I do realise that there is a place for me here, that God has brought Joel and I here for His purposes. But to feel like one truly belongs does not happen over a night or in a month. It takes time, determination and courage to invest in establishing a life here. One aspect of life is relationship. It is challenging, to say the least, to enter into a place where everyone knows everyone else, and you are still trying to match names with faces (and my husband does not make it easier since he knows probably the whole congregation). In the youth meeting tonight, when we talked about visiting different congregations and started to drop names of people and places that are foreign to me, my mind was getting foggy and wandering into other trains of thoughts irrelevant to what was being discussed. When you are a new kid in the block, there is uncertainty as to how people are going to receive you. With that comes insecurity.
From my outer appearance, I may seem capable of holding conversations, but that is the byproducts of having moved around in the past few years and of marrying to an outgoing person like Joel. Though I feel nervous inside every time I enter into a new building or talk to a new person, I have learned to be friendly and approachable. But what I really crave, and which allows me to strive and thrive best, is a deep relationship with someone – that kind of relationship that involves understanding and history that goes way back, like when you look into someone’s eye, you know what he/ she is thinking. But to acquire that, I gotta be bold. Yet to be bold, I have got to overcome all my insecurities and wondering.
So one night I prayed that God would show me how to be bold. The phrase “do it anyway” jumped up at me. It was the theme I picked up from church last Sunday through stories of Paul and Silas with the Philippian jailer, of Micah the prophet and of Paul’s letter to the Corinthians. We know the story from Acts 16, how Paul and Silas converted the jailer, but the point Joel talked about was how they did not run away when they could have (the angel even told them to) in order to ascertain that the jailer would not be punished or kill himself, which consequently led to his salvation. They could have run but they stayed anyway. The sermon was focused on the life of Micah the prophet, and how he went about proclaiming God’s message. I was reminded of how many other prophets of Yahweh did the same thing, and ended up in a trench like Jeremiah or Ezekiel. They were confronted with hunger, suffering and shame, but they did it anyway. Later, during the bible study, we explored how the church was like at the time Paul wrote the letter, and why his exhortation was so intense and emotional. In 2 Corinthians 6, Paul wrote about his hardship and how he continued to serve the Lord in “great endurance”, “in distress”, or “in sleepless nights and hunger”. He could have done other things in life considering his quality, but Christ’s love compelled him. In fact, what is a better example than Jesus who could have saved Himself, yet He gave His life as a ransom to many, including me. All these people “did it anyway” regardless of the costs. Why? Because they loved the Lord.

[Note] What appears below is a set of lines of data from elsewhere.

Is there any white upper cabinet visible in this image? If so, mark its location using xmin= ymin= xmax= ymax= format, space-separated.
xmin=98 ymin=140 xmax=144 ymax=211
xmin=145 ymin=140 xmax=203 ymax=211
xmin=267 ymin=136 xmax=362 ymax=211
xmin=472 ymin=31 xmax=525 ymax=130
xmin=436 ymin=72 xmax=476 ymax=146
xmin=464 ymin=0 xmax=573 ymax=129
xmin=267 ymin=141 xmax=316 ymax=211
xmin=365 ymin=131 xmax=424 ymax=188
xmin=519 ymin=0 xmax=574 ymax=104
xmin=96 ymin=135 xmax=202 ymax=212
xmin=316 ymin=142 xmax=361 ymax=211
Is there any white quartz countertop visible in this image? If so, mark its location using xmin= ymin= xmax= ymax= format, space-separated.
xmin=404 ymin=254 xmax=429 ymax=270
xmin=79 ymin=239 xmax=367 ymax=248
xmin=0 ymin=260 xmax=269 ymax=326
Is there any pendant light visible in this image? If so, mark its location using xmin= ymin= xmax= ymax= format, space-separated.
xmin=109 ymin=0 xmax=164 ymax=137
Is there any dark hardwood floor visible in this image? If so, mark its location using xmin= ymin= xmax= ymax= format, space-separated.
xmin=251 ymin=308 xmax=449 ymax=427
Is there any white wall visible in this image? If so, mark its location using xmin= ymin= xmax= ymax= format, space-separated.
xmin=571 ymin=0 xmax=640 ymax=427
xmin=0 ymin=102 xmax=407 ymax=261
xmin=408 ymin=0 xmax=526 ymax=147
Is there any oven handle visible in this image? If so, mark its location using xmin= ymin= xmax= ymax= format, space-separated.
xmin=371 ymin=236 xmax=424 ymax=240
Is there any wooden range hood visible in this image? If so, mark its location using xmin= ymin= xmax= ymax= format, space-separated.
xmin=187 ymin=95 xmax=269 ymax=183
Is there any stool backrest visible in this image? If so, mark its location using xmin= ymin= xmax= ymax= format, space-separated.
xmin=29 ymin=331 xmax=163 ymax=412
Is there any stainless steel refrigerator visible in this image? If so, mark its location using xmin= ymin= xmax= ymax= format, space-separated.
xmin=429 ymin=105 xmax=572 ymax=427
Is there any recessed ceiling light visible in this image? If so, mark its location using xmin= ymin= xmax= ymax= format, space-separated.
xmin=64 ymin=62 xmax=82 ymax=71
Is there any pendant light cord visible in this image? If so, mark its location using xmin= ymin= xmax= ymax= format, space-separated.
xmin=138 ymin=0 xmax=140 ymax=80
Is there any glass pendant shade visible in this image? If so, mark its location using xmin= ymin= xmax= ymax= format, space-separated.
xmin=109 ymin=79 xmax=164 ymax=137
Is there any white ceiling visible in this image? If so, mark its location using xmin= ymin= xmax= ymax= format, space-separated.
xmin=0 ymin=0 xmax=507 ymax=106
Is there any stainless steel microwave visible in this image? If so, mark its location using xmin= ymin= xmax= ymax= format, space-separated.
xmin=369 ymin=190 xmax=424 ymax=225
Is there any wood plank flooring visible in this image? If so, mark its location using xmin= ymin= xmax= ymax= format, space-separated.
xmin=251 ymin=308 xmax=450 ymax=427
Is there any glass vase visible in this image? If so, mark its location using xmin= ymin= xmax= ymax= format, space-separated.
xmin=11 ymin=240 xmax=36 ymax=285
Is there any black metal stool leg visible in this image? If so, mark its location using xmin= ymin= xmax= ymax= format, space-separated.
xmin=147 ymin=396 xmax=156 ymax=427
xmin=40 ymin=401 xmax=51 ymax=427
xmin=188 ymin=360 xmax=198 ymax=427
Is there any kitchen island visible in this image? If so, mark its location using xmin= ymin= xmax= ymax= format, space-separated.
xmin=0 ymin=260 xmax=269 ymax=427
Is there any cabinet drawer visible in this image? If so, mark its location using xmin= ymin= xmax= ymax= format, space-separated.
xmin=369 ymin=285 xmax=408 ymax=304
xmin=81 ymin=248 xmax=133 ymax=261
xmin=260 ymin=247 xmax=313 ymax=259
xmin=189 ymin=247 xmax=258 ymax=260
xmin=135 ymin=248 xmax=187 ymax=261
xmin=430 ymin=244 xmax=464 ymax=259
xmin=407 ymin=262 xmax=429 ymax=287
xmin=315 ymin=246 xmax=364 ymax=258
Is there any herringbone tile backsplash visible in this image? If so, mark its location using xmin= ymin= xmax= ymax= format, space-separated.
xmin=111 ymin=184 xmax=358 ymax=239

My situation is not as extreme, but the core message can be applied. God calls me to live for and serve Him, period. Our purpose – Joel’s and mine – is to make Him known in whatever we do and wherever we live. However, I will not be able to do that unless I start being bold. So besides getting through the culture shock (which will eventually pass), I have decided to overcome my insecurity by doing “it” anyway. Instead of waiting for someone to talk to me, I will try to initiate the conversation even though a voice may be shouting in my head, “who are you to speak? you are just a newcomer! they’ll eventually lose interest of you.” (Believe me, this voice is real.) When a negative though comes into my mind, I will brush it aside and pray. When I doubt in my existence and purpose here, I will look to my husband and know that this is where I belong. This is where we will take root and call home.
Loving God can be expressed in many shapes and forms, whether through being committed to a church, feeding the poor, encouraging the downcast, giving money to those in need, singing songs, playing sports, teaching His word, you name it. We do all this in obedience to Him regardless of the costs because we love Him. At this stage of my life, the expression of my faith may not be as “heroic” as I wanted it to be, but the obedience to do “little things” like initiating conversation or overcoming negativity is my mustard seed. I hope God will make it grow.